70. urodziny GS w Gorzycach. Spółdzielczość kwitła tu już wcześniej
GORZYCE Ostatnie lata były dla Gminnej Spółdzielni Samopomoc Chłopska w Gorzycach niełatwe. Wyrastające w wiejskim krajobrazie jak grzyby po deszczu sklepy dużych sieci handlowych to dla GS-ów trudny konkurent. Ale podczas gdy inne spółdzielnie ograniczały swoją działalność, albo wręcz zanikały to gorzycki GS nie tyle przetrwał, co nawet stara się rozwijać. - Przetrwaliśmy dzięki naszym pracownikom i spółdzielcom, dzięki ich wielkiemu zaangażowaniu – podkreślał na uroczystościach 70-lecia spółdzielni, które odbyły się 13 czerwca jej prezes Zygfryd Jureczka.

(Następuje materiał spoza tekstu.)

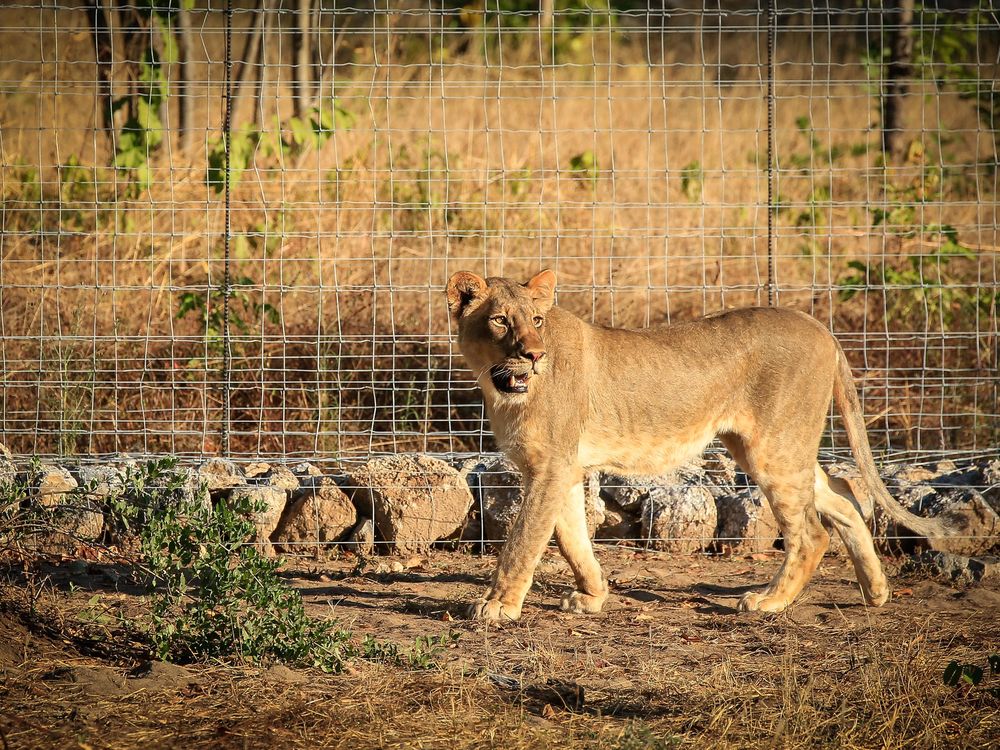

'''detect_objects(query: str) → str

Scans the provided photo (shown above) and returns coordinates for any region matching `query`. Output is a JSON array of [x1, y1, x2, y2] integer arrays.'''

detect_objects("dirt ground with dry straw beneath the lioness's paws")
[[0, 548, 1000, 750]]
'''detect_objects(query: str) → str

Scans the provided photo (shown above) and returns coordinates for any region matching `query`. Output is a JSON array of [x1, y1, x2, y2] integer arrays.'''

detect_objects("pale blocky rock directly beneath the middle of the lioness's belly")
[[641, 486, 718, 552]]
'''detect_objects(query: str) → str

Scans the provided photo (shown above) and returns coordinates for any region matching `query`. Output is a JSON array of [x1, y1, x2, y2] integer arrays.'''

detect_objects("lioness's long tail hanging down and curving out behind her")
[[833, 342, 955, 538]]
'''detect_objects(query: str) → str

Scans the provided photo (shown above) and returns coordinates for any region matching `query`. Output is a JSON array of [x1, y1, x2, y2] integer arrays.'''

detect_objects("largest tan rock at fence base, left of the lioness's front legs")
[[349, 455, 472, 553]]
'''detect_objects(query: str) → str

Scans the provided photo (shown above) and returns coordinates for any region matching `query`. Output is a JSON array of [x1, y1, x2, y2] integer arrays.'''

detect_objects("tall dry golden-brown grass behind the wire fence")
[[2, 5, 998, 456]]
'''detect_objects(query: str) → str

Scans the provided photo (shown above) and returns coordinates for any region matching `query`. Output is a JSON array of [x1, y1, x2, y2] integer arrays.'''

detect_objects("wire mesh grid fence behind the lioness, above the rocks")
[[0, 0, 1000, 470]]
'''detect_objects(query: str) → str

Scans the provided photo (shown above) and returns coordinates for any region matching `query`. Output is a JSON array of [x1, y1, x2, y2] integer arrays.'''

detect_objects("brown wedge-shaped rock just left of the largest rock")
[[271, 474, 357, 554]]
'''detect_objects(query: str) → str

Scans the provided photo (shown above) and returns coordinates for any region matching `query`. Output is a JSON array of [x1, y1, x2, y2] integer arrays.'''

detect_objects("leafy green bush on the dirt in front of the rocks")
[[123, 460, 353, 672]]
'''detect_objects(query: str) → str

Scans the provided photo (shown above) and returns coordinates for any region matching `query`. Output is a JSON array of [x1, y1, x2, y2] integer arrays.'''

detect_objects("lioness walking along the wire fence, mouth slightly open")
[[447, 270, 947, 620]]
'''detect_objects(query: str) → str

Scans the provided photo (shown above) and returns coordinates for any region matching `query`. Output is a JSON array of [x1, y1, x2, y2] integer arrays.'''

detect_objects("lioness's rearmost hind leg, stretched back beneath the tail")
[[815, 464, 889, 607]]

Toteż nie dziwi, że jednym z najważniejszych punktów uroczystości było wręczenie odznaczeń dla najbardziej zasłużonych - z całej 140-osobowej załogi spółdzielni - pracowników.
A o tym, że spółdzielnia radzi sobie nieźle świadczą liczne wyróżnienia i nagrody dla spółdzielni i jej pracowników np. tytuł menadżera-spółdzielcy czy tytuł Powiatowego Lidera Przedsiębiorczości. - Nie było łatwo. Po 1990 roku GS musiał zmierzyć się z całkowicie innymi warunkami gospodarczymi. Musieliśmy zrezygnować z tych działalności, które nie przynosiły dochodu a były ważne dla ruchu spółdzielczego – przyznał prezes GS. Zawsze jednak w GS-ie na uwadze był pracownik. - Dlatego spośród dziś zatrudnionych większość pracuje u nas od początku swojej kariery zawodowej. Wierzymy, że również dzięki nim ten jubileusz nie jest ostatnim i przyjdzie nam jeszcze świętować w przyszłości – podkreślił Zygfryd Jureczka.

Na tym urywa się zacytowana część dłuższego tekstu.